Women over the age of 65 who had a normal caffeine intake were 36 per cent less likely to develop a cognitive impairment, a study found.
Coffee is more than just an enjoyable treat, it can actually help to prevent the onslaught of dementia, scientists claim
However, experts haven't quite put their finger on why just two cups of coffee a day can help to prevent dementia.
Researchers, from the University of Wisconsin-Milwaukee, assessed 6,467 women over the age of 65 and their daily self-reported caffeine consumption.
Intake was estimated from questions about coffee, tea and cola consumption, including frequency and serving size.
Participants were then followed up for 10 years with annual assessments of their cognitive ability.
They found drinking more than 261 milligrams of caffeine - the equivalent of two Short coffees in Starbucks - was linked to a 36 per cent reduction in the risk of dementia after 10 years.
However, the researchers aren't quite sure why caffeine helps to prevent dementia.

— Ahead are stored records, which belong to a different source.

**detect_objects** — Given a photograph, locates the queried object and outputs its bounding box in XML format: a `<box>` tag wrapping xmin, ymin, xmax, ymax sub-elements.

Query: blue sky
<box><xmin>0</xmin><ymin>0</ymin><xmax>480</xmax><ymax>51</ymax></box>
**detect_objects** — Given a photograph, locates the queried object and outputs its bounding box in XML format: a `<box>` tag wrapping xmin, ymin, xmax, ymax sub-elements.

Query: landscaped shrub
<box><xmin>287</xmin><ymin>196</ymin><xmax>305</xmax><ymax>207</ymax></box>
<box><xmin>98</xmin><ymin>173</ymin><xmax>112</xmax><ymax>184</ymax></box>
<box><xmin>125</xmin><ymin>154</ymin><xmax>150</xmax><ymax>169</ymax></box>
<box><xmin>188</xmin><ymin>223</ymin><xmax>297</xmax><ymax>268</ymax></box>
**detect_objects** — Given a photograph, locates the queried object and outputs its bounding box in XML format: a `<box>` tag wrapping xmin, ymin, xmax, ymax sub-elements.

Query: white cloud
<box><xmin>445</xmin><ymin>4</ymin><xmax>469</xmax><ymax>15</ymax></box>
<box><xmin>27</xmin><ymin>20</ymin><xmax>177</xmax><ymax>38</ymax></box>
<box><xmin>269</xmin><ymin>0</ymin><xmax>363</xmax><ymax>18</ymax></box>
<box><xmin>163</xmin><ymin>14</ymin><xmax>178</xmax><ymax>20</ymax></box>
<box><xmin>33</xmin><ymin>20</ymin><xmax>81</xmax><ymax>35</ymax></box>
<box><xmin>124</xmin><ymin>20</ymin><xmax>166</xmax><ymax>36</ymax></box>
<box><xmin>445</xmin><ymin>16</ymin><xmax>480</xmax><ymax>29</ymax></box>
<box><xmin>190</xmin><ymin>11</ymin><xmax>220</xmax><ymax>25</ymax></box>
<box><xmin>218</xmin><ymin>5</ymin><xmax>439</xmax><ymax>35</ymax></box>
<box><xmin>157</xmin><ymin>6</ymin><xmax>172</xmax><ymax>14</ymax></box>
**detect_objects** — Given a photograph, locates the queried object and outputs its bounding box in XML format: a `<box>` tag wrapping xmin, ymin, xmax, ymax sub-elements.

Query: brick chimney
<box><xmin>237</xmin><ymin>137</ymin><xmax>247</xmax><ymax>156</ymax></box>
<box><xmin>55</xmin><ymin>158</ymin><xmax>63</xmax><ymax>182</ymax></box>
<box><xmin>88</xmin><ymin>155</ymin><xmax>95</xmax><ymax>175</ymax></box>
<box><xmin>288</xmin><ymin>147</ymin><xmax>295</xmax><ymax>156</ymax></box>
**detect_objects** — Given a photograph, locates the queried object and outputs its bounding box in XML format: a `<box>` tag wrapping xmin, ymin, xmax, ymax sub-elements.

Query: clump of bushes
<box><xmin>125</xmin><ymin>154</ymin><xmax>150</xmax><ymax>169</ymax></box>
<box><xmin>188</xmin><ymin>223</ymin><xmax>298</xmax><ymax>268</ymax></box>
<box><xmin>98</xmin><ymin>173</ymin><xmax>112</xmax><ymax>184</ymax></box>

Women over the age of 65 who had a normal caffeine intake were 36 per cent less likely to develop a cognitive impairment, a study discovered
But they know that caffeine binds to receptors in the brain and could be an avenue for them to explore further, they say.
Lead researcher Ira Driscoll told the Milwaukee Journal Sentinel: 'The mounting evidence of caffeine consumption as a potentially protective factor against cognitive impairment is exciting given that caffeine is also an easily modifiable dietary factor.
'While we can't make a direct link between higher caffeine consumption and lower incidence of cognitive impairment and dementia, with further study, we can better quantify its relationship with cognitive health outcomes.
'Research on this topic will be beneficial not only from a preventative standpoint but also to better understand the underlying mechanisms and their involvement in dementia and cognitive impairment.'
The study was published in The Journals of Gerontology, Series A: Biological Sciences and Medical Sciences.